Candelora o Februa

Imbolc

2 Febbraio 

Dalla purificazione nasce il primo verde, che a febbraio viene a ridare vita alla Terra, i primi germogli spuntano e si avvertono i primi sintomi di una nuova nascita.

E’ la prima delle quattro grandi feste dell’anno. I primi sussurri della primavera rappresentano il ritorno della Dea Februa, fertile e viva. Essa trionfa sul Dio della morte che ha purificato tutto col gelo dell’inverno.

Vidi gente correre per le strade delle grandi città, con fiaccole in mano per scacciare il buio dell’inverno e riportare la luce, diciannove ragazze ricevere benedizioni e portare luce nei templi e nelle case.

 

Procurate:

Una lanterna

Un incenso per ogni stanza della vostra casa

Porta incensi

Un accendino

Germogli

Uno smudge di salvia

Gioielli di smeraldo o giada

 

Nel silenzio della vostra casa, preparate attorno a voi gli oggetti che vi ho elencato, sedute al buio, restate nel silenzio.

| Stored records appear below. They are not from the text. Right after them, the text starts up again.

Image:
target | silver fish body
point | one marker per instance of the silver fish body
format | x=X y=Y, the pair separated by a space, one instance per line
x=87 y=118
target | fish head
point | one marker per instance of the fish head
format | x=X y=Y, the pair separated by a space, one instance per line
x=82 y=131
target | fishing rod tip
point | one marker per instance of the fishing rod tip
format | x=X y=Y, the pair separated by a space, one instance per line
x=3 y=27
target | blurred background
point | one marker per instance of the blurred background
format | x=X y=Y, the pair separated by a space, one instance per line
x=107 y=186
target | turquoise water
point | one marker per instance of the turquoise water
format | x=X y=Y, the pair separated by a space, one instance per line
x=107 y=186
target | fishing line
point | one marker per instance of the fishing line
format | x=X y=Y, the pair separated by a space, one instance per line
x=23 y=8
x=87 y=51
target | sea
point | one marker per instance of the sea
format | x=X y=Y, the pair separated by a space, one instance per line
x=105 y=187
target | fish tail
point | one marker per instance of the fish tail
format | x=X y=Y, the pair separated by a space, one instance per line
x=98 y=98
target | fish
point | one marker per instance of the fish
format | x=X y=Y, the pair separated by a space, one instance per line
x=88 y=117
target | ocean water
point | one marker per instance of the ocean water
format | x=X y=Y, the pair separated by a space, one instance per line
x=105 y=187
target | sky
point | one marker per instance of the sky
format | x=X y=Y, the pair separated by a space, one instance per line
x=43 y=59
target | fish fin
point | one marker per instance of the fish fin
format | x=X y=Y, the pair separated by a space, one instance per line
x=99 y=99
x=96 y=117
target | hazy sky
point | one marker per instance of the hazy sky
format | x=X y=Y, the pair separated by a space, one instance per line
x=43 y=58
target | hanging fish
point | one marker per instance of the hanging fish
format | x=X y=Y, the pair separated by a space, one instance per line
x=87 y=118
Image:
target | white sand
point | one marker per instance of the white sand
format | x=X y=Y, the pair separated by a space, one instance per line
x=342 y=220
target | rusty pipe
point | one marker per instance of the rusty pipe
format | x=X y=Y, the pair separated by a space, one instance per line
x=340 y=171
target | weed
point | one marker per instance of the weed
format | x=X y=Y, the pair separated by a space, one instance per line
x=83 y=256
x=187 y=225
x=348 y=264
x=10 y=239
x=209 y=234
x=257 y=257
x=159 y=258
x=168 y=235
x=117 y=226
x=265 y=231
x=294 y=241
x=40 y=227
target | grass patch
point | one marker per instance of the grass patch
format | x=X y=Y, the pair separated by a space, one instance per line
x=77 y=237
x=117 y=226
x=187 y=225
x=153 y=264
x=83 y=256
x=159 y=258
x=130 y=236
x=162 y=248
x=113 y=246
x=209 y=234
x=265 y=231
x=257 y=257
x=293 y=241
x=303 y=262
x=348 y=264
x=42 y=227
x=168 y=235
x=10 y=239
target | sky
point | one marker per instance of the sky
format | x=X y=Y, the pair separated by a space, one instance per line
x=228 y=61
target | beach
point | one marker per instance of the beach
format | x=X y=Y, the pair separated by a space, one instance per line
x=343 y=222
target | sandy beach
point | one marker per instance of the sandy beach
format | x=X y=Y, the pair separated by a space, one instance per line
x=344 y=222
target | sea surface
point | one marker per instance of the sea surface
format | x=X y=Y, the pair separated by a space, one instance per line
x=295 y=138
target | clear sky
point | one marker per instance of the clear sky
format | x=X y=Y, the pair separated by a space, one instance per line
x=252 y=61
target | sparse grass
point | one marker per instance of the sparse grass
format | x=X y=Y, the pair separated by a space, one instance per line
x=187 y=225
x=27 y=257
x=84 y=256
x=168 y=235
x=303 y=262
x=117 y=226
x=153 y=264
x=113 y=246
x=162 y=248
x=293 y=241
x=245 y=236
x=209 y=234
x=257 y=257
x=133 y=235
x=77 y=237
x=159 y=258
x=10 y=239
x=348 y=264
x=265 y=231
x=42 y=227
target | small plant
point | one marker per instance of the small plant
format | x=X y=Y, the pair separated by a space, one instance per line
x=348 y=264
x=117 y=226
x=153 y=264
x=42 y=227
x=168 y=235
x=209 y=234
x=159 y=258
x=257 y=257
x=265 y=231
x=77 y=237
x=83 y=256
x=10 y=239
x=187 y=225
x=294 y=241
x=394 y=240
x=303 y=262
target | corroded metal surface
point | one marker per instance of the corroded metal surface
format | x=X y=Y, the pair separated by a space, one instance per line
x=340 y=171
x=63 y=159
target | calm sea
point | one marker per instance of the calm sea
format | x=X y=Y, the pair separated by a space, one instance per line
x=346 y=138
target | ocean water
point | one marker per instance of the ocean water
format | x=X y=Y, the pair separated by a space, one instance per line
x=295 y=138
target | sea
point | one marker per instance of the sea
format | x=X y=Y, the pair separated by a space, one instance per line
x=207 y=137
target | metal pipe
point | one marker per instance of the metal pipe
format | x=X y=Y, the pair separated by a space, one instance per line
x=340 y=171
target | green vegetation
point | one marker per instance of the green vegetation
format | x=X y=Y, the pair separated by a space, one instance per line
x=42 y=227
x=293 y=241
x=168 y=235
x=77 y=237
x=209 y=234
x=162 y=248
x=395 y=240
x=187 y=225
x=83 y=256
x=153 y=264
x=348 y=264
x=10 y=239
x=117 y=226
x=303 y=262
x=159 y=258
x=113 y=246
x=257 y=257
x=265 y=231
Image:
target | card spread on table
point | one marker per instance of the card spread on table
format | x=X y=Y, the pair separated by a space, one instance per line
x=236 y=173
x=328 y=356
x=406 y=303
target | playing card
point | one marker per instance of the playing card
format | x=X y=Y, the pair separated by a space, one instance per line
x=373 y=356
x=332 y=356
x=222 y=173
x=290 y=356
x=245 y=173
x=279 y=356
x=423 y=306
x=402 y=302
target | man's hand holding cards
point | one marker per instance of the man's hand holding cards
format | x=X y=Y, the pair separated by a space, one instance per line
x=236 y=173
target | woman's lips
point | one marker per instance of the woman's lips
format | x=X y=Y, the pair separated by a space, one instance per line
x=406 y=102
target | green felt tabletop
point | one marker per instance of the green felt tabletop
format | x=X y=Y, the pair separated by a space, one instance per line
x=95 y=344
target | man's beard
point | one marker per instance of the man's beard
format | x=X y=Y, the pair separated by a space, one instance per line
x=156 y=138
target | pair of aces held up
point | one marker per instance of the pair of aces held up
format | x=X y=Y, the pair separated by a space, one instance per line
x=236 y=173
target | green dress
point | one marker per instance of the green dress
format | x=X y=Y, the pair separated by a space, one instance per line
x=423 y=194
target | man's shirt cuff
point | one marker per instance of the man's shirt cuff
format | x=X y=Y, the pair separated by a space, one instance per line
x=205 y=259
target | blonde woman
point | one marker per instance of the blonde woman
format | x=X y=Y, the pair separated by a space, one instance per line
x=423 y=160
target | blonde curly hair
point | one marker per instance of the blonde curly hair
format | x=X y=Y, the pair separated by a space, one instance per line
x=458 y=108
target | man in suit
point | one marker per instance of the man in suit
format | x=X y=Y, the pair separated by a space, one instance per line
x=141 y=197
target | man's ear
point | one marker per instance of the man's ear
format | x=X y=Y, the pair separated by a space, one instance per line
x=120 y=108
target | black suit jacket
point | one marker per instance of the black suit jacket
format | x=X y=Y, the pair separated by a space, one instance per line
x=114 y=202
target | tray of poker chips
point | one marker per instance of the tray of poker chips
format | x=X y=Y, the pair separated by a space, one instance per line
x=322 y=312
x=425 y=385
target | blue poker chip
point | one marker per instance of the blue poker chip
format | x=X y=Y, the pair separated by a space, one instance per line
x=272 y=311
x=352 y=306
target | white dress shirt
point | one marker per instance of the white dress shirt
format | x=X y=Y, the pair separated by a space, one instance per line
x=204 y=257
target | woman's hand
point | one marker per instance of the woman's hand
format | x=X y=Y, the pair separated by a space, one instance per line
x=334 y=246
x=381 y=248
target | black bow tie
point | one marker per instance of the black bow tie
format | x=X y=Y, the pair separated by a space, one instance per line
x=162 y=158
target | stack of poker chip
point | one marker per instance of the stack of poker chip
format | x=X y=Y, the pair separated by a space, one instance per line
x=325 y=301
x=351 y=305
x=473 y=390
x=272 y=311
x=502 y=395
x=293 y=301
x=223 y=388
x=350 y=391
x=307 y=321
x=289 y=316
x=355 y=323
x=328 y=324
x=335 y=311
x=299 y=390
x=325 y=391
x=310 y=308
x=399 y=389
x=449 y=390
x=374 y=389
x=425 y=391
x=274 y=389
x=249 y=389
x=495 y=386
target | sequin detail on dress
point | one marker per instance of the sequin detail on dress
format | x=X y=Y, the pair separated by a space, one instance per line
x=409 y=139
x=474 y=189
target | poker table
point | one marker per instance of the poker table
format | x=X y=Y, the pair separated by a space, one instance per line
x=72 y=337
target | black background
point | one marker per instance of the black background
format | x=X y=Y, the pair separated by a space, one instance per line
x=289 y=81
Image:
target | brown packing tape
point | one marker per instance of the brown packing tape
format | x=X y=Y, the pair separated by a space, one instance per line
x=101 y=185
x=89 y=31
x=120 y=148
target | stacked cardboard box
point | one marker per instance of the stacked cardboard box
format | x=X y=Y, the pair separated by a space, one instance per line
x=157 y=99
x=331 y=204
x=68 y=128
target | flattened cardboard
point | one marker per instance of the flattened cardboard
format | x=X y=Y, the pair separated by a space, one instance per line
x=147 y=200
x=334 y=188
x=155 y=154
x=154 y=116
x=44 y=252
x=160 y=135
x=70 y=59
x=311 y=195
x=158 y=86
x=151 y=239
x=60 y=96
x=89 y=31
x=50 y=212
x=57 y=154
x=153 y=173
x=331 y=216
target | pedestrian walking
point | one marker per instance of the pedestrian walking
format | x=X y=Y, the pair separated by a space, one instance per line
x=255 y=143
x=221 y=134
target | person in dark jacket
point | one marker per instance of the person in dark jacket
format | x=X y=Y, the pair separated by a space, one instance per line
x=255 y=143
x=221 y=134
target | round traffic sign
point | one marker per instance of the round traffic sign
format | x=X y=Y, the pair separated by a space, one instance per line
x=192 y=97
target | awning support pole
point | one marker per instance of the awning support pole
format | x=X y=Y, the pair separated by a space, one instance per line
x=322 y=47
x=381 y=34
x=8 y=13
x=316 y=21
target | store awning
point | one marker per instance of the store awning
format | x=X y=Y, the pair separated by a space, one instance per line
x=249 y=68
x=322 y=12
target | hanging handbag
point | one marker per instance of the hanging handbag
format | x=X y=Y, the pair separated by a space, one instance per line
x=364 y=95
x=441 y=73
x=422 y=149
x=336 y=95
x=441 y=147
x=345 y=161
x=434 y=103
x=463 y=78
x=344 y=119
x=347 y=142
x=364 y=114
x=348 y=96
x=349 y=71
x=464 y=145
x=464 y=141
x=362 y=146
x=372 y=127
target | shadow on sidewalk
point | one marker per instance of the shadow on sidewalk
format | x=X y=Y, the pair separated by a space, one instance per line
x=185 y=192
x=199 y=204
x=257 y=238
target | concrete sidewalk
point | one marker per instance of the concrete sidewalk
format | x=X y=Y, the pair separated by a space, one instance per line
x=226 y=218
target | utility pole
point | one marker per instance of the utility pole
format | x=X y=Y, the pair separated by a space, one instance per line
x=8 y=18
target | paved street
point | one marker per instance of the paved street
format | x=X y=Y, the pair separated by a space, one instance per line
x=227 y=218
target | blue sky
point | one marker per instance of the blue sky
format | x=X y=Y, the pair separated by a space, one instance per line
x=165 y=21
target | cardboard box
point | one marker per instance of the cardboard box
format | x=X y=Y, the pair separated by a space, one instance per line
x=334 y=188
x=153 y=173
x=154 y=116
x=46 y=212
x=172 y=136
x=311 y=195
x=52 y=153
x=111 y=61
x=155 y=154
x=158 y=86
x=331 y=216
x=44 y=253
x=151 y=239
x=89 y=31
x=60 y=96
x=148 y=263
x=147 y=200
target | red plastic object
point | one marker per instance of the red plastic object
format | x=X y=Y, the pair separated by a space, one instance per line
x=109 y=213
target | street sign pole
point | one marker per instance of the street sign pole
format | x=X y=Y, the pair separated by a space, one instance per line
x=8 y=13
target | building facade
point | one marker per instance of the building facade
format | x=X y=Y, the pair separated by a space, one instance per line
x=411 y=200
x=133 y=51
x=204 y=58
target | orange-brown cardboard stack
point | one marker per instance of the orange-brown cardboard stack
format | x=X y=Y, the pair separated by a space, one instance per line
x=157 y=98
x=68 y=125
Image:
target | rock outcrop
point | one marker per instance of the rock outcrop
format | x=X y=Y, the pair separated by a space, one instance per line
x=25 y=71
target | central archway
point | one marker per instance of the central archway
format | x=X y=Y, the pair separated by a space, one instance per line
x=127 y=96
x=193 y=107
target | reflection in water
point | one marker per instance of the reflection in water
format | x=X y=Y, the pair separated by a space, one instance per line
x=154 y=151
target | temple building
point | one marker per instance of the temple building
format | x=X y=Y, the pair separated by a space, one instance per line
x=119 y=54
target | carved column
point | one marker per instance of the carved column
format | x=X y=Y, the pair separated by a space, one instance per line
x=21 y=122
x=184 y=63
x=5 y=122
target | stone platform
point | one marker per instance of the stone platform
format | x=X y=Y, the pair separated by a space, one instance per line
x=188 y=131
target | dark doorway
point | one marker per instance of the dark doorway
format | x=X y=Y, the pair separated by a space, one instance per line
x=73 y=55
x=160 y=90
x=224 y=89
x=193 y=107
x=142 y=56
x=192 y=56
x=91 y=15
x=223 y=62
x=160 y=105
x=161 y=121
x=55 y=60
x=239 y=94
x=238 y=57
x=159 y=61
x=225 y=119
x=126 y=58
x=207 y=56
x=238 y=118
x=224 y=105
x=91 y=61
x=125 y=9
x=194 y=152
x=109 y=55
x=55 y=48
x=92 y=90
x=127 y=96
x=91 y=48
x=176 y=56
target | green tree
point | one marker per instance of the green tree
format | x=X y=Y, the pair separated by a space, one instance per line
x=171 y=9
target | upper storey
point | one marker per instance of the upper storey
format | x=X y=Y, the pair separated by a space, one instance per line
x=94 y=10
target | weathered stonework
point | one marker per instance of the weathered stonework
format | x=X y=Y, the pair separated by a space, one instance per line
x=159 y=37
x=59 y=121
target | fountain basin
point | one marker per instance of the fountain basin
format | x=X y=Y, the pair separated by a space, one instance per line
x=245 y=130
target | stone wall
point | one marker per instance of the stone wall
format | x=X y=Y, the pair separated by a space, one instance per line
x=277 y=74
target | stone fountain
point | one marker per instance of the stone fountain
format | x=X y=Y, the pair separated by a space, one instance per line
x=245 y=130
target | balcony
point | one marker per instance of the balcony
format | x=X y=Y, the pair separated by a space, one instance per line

Lasciate che il buio pulisca e allontani le negatività, come una notte di lungo sonno fa con la stanchezza.

Concentratevi su una situazione spiacevole che volete allontanare e accendete la lanterna. Contemplate la luce che dipana il buio. Gioite del fatto che la situazione spiacevole, non può resistere davanti alla luce e si affievolisce fino a scomparire dalla vostra vita.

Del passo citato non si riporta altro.